“Jackson Wong stated early in his extensive review at the end of last year: Buying long-term base breakouts is one of the best technical strategies. Aside from the list of usual suspects (dividend aristocrats, autonomies) what else do you see out there these days breaking out of long term bases? I have noticed one called GN Store Nord (Denmark) but it does not trade here in the U.S. Another I have noticed is CME group. The former is moving and the latter seems poised. Do you recommend as a long term investor to buy these breakouts markets be damned or is it more sensible to add breakouts to a list and then wait for overall market weakness?
“All my best from the U.S.”
Eoin Treacy's view Thank you for this question which others may also have an interest in. At one of the first Chart Seminars I taught, a delegate asked me what the most reliable continuation pattern is. It is a subject I've given a great deal of thought to over the intervening years.
As David has often said “a consistent trend is a trend in motion” Therefore, once we identify a market that is trending consistently, we can expect the pattern to continue to unfold as it has done until something happens to change it.
Base formation completion is another reliable continuation pattern. As you will remember from The Chart Seminar, in order for a breakout to occur, a vacuum of supply above the market must first develop. This is why we refer to bases as explosions waiting to happen. When a market has been ranging for a prolonged period, interest decreases and the leveraged players move on to more exciting venues. The most promising markets from an investment perspective are those that are in the latter stages of base formation completion, possess a fundamentally sound argument for participation but that have not yet gained popularity with the wider crowd or media.

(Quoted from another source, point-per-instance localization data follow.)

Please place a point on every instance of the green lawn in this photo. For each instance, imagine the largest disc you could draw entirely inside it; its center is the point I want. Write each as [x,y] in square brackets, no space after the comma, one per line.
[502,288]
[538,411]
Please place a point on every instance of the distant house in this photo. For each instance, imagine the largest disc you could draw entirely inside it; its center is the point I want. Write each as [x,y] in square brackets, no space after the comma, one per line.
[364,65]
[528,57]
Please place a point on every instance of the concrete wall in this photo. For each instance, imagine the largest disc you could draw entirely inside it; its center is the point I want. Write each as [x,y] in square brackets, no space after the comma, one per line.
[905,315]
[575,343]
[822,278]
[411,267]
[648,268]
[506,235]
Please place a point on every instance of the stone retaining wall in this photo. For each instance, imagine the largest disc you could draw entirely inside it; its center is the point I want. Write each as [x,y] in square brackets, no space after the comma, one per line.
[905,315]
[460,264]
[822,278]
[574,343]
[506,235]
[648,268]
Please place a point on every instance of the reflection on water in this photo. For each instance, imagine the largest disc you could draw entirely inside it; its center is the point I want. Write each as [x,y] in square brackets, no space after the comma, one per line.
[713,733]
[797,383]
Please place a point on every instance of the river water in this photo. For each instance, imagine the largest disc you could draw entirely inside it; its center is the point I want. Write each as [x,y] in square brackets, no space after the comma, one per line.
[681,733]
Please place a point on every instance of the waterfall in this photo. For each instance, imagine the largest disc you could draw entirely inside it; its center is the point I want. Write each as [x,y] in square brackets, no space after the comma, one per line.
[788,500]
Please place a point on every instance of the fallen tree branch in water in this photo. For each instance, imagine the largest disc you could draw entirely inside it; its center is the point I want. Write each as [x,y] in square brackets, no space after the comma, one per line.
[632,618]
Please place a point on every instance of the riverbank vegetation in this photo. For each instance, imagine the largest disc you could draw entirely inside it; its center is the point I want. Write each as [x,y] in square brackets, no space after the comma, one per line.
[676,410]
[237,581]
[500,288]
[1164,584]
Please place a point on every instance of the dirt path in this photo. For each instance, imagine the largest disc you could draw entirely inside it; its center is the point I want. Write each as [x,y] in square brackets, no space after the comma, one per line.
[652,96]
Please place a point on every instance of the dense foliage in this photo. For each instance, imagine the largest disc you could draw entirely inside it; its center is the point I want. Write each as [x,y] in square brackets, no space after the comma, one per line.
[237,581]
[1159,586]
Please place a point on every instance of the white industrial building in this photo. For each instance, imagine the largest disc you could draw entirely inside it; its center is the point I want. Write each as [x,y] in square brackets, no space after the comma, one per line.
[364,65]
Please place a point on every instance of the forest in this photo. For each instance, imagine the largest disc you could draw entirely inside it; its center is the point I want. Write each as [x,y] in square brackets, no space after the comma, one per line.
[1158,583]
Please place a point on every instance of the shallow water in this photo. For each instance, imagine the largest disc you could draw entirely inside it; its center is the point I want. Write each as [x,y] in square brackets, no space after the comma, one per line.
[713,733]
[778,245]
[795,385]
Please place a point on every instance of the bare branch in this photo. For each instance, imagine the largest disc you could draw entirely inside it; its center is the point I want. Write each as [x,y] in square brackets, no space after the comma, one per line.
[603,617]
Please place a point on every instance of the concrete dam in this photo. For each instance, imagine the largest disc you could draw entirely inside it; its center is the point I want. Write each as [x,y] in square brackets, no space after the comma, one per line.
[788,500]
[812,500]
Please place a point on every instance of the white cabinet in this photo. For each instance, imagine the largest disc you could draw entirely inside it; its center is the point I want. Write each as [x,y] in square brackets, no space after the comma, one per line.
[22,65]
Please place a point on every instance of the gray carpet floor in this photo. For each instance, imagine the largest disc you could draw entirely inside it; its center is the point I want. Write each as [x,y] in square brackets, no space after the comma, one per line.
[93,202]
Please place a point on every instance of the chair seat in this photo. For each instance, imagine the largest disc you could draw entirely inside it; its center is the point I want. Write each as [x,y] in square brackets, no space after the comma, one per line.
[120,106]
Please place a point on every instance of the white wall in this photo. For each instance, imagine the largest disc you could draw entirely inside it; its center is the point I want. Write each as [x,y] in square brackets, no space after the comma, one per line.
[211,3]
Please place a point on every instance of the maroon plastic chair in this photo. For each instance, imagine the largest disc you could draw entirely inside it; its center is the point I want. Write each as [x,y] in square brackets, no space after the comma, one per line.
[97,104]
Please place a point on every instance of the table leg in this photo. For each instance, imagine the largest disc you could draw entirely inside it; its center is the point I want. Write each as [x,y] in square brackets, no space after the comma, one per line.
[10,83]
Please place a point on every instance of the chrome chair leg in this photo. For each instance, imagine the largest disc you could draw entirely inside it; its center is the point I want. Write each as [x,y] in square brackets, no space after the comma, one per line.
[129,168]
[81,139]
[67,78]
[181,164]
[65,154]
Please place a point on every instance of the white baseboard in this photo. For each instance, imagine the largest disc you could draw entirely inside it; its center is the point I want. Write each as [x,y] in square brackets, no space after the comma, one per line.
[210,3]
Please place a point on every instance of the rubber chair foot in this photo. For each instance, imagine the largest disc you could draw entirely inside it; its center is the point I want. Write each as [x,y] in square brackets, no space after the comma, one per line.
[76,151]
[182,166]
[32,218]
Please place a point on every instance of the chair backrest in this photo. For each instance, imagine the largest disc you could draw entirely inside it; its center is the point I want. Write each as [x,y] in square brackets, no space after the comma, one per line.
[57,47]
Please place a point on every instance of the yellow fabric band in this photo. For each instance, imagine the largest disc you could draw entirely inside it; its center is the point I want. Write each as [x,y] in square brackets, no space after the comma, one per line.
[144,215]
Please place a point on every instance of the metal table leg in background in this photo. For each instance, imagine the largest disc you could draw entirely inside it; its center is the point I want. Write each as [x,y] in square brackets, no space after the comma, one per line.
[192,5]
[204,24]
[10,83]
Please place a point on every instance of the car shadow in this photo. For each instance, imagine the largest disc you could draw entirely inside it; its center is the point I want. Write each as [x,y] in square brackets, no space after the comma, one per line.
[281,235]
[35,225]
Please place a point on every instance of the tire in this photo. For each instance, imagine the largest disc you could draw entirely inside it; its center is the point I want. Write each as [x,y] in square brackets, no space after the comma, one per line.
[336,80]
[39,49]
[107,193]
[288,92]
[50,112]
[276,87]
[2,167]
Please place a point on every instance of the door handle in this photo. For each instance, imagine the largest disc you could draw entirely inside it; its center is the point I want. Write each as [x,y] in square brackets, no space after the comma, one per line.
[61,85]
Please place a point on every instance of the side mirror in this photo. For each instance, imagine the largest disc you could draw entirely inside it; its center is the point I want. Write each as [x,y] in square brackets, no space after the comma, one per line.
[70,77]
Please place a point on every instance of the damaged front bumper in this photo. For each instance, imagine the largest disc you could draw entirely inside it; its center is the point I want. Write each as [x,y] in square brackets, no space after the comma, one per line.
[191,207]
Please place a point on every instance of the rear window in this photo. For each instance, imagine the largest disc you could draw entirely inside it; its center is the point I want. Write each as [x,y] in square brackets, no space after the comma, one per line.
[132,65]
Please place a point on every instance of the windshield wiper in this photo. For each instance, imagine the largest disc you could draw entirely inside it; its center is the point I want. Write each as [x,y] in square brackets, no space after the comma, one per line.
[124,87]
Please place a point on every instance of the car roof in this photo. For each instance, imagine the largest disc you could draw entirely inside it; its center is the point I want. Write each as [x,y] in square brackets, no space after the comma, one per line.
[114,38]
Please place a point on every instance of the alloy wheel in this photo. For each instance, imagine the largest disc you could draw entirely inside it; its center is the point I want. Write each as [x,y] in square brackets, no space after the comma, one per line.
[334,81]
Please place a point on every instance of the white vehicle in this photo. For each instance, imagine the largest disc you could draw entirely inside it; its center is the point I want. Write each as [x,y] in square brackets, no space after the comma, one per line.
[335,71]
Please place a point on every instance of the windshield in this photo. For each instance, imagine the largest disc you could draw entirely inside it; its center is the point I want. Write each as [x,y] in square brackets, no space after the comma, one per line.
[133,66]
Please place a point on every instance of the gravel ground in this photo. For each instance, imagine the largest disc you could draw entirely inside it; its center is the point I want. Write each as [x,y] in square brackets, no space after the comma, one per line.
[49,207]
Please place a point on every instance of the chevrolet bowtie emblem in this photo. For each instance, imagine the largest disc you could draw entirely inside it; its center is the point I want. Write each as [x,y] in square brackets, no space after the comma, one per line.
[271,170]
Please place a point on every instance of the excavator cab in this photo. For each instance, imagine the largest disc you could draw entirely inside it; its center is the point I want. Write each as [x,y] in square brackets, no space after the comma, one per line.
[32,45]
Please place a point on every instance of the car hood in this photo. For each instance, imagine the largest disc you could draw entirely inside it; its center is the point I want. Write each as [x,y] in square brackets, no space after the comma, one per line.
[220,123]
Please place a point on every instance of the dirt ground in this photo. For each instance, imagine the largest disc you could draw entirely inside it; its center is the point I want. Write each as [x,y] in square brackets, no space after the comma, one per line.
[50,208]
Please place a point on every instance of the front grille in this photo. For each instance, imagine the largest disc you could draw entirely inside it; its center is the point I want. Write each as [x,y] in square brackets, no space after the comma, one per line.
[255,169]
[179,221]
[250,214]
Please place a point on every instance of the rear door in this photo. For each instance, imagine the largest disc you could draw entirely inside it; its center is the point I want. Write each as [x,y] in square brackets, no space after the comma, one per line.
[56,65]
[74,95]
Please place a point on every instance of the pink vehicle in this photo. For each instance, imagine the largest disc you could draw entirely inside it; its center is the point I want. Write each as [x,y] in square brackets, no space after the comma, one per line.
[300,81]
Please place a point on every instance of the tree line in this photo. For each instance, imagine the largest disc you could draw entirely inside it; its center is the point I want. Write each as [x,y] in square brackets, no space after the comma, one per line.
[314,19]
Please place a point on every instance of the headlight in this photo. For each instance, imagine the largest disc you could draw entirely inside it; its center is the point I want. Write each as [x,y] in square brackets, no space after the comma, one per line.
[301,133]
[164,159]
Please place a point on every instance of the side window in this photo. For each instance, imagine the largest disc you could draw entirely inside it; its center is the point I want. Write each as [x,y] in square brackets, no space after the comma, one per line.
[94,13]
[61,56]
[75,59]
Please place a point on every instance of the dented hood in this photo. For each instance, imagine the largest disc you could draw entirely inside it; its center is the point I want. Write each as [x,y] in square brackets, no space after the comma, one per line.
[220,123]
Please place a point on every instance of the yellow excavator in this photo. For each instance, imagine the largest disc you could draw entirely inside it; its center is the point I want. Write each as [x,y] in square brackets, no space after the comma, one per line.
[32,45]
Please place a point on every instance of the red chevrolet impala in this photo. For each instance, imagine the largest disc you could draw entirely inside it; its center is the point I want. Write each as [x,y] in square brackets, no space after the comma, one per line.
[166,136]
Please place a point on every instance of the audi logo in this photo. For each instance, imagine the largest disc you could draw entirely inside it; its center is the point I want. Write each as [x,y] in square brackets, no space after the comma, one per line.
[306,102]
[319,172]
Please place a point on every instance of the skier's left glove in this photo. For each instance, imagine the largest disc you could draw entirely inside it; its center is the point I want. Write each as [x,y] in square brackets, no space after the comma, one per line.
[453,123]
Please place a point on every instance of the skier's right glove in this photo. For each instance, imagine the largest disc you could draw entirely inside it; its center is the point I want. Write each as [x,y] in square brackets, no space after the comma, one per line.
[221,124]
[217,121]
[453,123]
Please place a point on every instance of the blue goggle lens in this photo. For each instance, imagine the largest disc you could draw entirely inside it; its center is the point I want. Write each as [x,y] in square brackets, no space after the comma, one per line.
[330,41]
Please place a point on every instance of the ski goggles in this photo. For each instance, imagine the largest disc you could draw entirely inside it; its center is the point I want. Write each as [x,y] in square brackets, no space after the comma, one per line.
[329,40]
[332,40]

GN Store Nord has rebounded particularly impressively from its 2009 nadir and hit a near 10-year high last week. While somewhat overbought in the short-term a sustained move below the 200-day MA would be required to question medium-term upside potential. Considering the extent of the range and the fact that prices have already multiplied on successive occasions, I'm not sure we can consider this base formation completion since it has been in a bull market for more than three years already.
CME Group has more of the characteristics that we association with base formation. The share has been ranging between $45 and $70 since 2009 and is currently testing the psychological $60 area. A break above that level would suggest a return to medium-term demand dominance. If we apply commonality, the impressive breakouts experienced by other exchanges such as the LSE, Intercontinental Exchange, Nasdaq etc. increase the potential that the CME will follow suit.
The consumer sector represented perhaps the most important breakouts of 2012 as a large number of shares completed more than decade long bases. The industrial and manufacturing sectors have since begun to attract investor interest, spurred by the USA's competitive energy costs, industrial automation and a recovering global economy.
3M, Honeywell, Leggett Platt, Illinois Tool Works and Berkshire Hathaway might be somewhat overbought in the short-term but the benefit of the doubt can be given to the upside provided they find support in the region of their respective 200-day MAs on pullbacks.
From an investment perspective, when identify a breakout, we need to measure the size of the position relative to the potential drawdown if it reverts to the mean. One strategy would be to have an initial position and add to it on a pullback.